Kay and I took a two day trip to Anza Borrego State Park and a drive around the Salton Sea. For me the highlights of the trip were not birds, but seeing the Colorado Desert in bloom. A desert in bloom is more subtle than seeing the wildflowers of an alpine meadow, but spectacular in it’s own right.
We got a later than planned start so arrived at Anza Borrego in the late morning. We briefly checked the visitor’s center before going to the area near the refuse disposal area looking to find Le Conte’s thrasher. No luck, almost no birds at all. Next we drove up Coyote Canyon where we had lunch, enjoyed seeing the desert in bloom (photos above) and took a very short hike up a trail. Best birding was getting into a flock of maybe 30-40 sparrows. Coolest thing was that at least several were Brewer’s sparrows and they seemed to be competing to see who could outsing the other, and with their “sparrow-that-swallowed-a-canary” song this was amazing. Most seemed to be White-crowned, though we found at least 2 Lincoln’s mixed in.
On the ride out we came across what I initially thought might be Harris’s hawks perched in some dead trees beside the road, but on study of photos after eBird filter alerted me likely a bad call, they were three dark-form Swainson’s hawks, while several more circled overhead.

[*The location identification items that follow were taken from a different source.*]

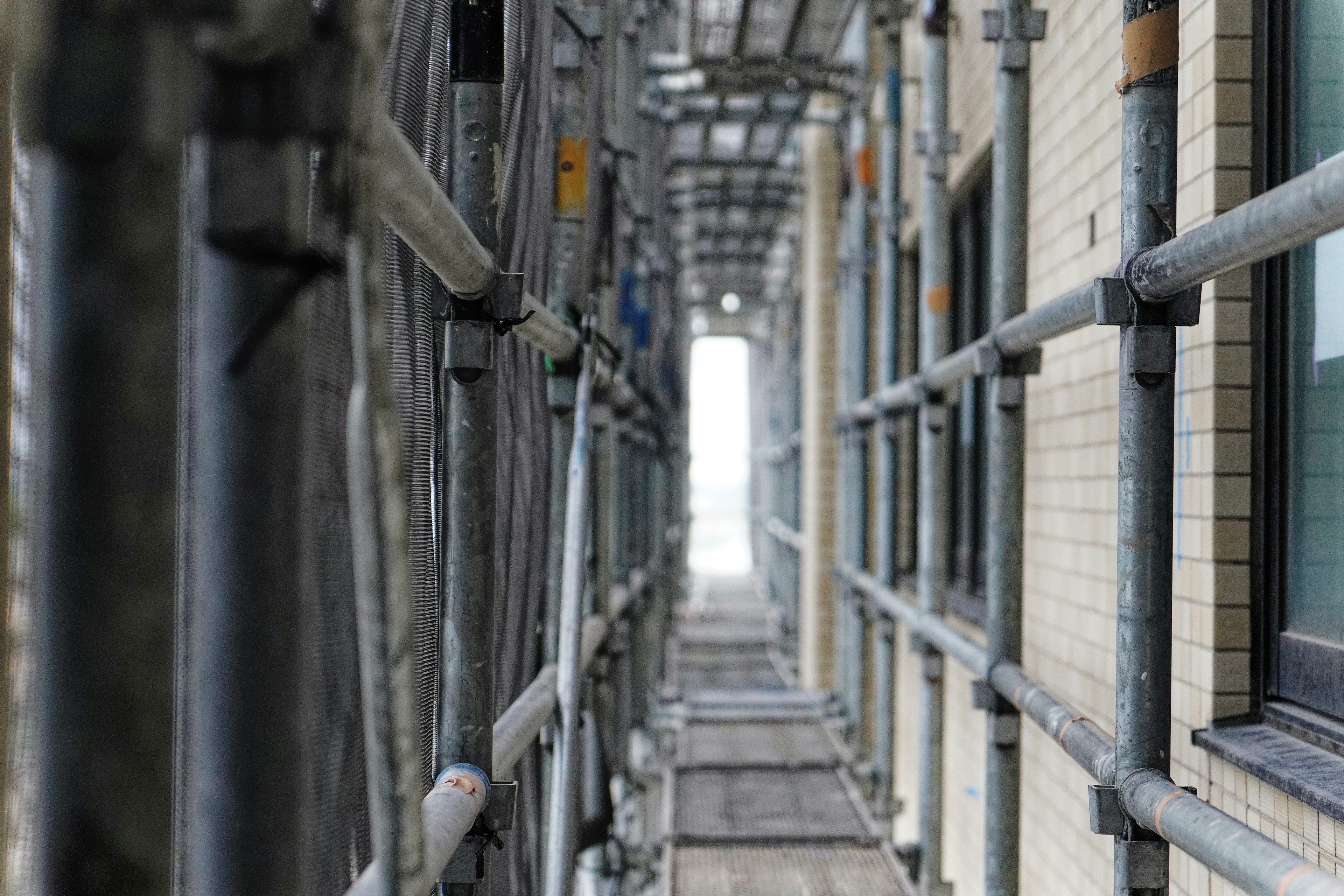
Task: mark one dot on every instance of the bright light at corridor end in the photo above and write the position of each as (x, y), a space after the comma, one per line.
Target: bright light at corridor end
(720, 456)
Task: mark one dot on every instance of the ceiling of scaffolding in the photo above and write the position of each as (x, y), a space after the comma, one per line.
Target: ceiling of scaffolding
(733, 105)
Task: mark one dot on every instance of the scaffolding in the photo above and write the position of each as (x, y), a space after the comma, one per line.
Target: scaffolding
(280, 317)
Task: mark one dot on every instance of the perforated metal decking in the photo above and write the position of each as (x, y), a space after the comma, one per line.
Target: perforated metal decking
(760, 801)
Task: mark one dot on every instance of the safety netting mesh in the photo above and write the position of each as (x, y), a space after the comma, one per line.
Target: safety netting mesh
(420, 104)
(336, 838)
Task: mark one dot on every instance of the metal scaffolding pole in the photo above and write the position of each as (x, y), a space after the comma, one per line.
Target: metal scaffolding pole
(467, 696)
(105, 199)
(934, 143)
(1147, 434)
(560, 843)
(853, 338)
(889, 309)
(1014, 26)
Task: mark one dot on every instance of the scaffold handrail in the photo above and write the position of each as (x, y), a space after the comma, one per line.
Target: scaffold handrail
(1014, 338)
(1291, 216)
(1246, 858)
(515, 731)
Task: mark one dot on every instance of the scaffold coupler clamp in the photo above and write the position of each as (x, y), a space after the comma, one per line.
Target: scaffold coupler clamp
(933, 410)
(1014, 29)
(1150, 322)
(1007, 373)
(1140, 863)
(936, 146)
(1004, 721)
(468, 862)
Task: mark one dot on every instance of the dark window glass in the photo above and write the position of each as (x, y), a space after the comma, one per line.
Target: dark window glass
(1303, 378)
(969, 458)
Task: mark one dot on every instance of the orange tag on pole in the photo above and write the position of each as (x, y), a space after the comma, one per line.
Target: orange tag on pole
(937, 299)
(863, 166)
(572, 178)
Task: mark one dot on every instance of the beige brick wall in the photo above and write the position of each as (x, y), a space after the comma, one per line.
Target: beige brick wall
(820, 164)
(1072, 460)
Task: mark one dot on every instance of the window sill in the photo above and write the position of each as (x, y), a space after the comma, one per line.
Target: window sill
(1307, 773)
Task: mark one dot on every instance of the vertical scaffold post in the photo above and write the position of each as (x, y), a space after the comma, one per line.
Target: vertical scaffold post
(1147, 430)
(1014, 26)
(105, 187)
(889, 300)
(565, 287)
(934, 143)
(560, 841)
(467, 698)
(853, 338)
(566, 298)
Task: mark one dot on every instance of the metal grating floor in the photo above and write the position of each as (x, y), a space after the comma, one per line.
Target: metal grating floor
(758, 805)
(755, 743)
(750, 673)
(804, 870)
(753, 805)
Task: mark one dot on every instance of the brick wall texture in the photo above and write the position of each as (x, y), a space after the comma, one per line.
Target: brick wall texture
(1072, 460)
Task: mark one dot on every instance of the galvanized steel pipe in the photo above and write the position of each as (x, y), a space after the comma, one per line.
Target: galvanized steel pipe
(1016, 336)
(1291, 216)
(447, 814)
(546, 331)
(412, 203)
(1248, 859)
(1006, 442)
(933, 458)
(560, 835)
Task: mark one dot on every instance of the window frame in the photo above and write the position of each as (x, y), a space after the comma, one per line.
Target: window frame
(969, 322)
(1289, 667)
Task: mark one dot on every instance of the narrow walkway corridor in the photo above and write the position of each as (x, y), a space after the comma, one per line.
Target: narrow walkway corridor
(761, 804)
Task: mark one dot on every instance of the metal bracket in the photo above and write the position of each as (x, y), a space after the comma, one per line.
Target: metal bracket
(1014, 34)
(936, 417)
(1142, 864)
(509, 296)
(1004, 719)
(936, 146)
(1007, 389)
(500, 812)
(257, 197)
(1104, 812)
(470, 344)
(1117, 304)
(1152, 350)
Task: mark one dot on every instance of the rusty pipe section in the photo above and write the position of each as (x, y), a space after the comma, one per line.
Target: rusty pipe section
(1251, 860)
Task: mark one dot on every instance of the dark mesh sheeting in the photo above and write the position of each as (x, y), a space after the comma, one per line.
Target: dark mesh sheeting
(420, 104)
(417, 103)
(804, 870)
(336, 836)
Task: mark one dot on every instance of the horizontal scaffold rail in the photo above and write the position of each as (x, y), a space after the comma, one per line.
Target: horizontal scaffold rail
(1291, 216)
(447, 812)
(414, 206)
(1018, 336)
(784, 534)
(1244, 856)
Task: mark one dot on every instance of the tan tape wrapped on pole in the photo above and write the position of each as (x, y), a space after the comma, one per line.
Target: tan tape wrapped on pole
(412, 203)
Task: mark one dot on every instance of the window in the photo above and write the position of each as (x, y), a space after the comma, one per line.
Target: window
(1300, 385)
(969, 458)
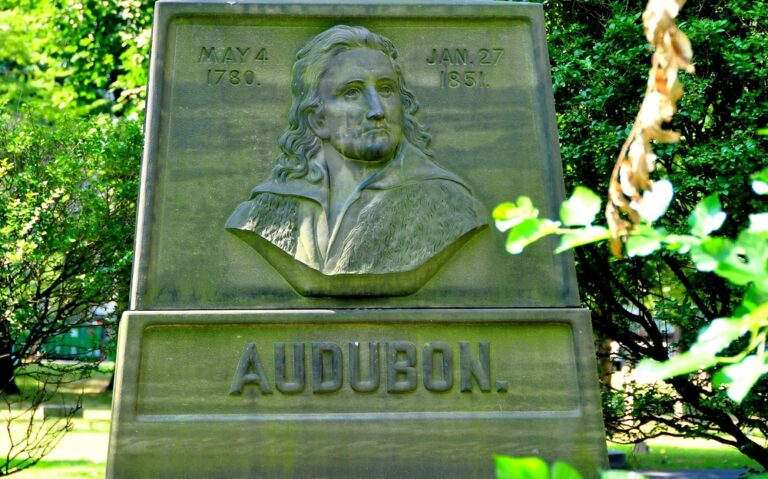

Oddly all the ones circling seemed to be light-form, and all the dark form were perched
We had dinner at the Red Ocotillo (Italian) and then dashed to the Palm Canyon trail near the campground to see what might be out at dusk. We got to see a covey of about 20+ mostly Gambel’s quail, with at least a couple California Quail mixed in. This is one of the few areas both species are found together, intergrades apparently occur, but none we saw looked like this.
We stayed at the same place we had used in 2013, the Oasis Inn, low priced at $105./ night for Borrego Springs, and pleasant with a comfortable King bed.
The next morning we were up at dawn, and were on the LeConte’s site as the sun rose, but too much wind greeted us. No thrasher, one Loggerhead shrike flew in low to excite us but the wrong bird, and in nearly 2 hours we could not locate the bird seen the day prior by at least one young birder.
Next to the waste water settling ponds, down a dirt road to the R of the entrance sign to the plant, and searched for a couple of hours for Crissal thrashers that had been seen there yesterday. Not today for us. We did get a couple FOY birds, Phainopepla and Costa’s hummingbird.
Now was decision time, keep up the thrasher hunt or go to the Salton Sea. We decided to roll on and spent the rest of the day driving the only 30+ miles to the south end of the Salton Sea and birding our way around the south end and up the east side. Missed Yellow-footed gull, but saw Abert’s towhee, Black-tailed gnatcatcher, Verdin, and overall had a good day. 13 ABA FOY birds for me on the trip.
Home a bit after 10PM and time to crash.